Już lepiej? Na sam koniec polecam dobry film, który można oglądać nawet w samotności. Każdy uwielbia się śmiać z niezbyt mądrych komedii, nawet jeśli nikomu się do tego nie przyznajemy. Warto jednak wybierać sprawdzone filmy, byśmy spod fontanny śmiechu nie wpadli do strumyka zażenowania, na przykład polskimi komediami ostatnich lat.
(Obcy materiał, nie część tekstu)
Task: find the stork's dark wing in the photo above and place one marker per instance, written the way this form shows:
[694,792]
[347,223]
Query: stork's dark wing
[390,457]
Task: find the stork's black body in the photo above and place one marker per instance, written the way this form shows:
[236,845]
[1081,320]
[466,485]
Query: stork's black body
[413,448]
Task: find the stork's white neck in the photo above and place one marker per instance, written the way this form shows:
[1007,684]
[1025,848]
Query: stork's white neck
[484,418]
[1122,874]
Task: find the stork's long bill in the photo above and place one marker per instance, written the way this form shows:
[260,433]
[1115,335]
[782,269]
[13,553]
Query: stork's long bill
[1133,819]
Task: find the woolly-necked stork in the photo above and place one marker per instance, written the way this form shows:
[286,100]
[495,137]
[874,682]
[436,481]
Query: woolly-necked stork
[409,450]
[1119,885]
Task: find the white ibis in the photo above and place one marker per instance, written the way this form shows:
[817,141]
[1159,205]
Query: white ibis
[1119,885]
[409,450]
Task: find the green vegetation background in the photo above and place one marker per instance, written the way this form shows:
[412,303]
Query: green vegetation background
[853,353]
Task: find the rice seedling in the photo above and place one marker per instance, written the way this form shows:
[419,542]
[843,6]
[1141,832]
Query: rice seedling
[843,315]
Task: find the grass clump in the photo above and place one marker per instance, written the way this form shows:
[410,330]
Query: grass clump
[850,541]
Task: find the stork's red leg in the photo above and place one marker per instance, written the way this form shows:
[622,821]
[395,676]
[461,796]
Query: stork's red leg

Jeśli akurat nie przepadasz za typowymi komediami możesz wybrać z półki film którego dawno nie widziałeś, a od zawsze przywoływał uśmiech na Twojej twarzy. Ukochana animacja z dzieciństwa? Film który oglądałeś z pierwszą sympatią?
Obojętnie co to będzie, ważne by nie dobijało i nie pogarszało dodatkowo świeżo polepszonego nastroju.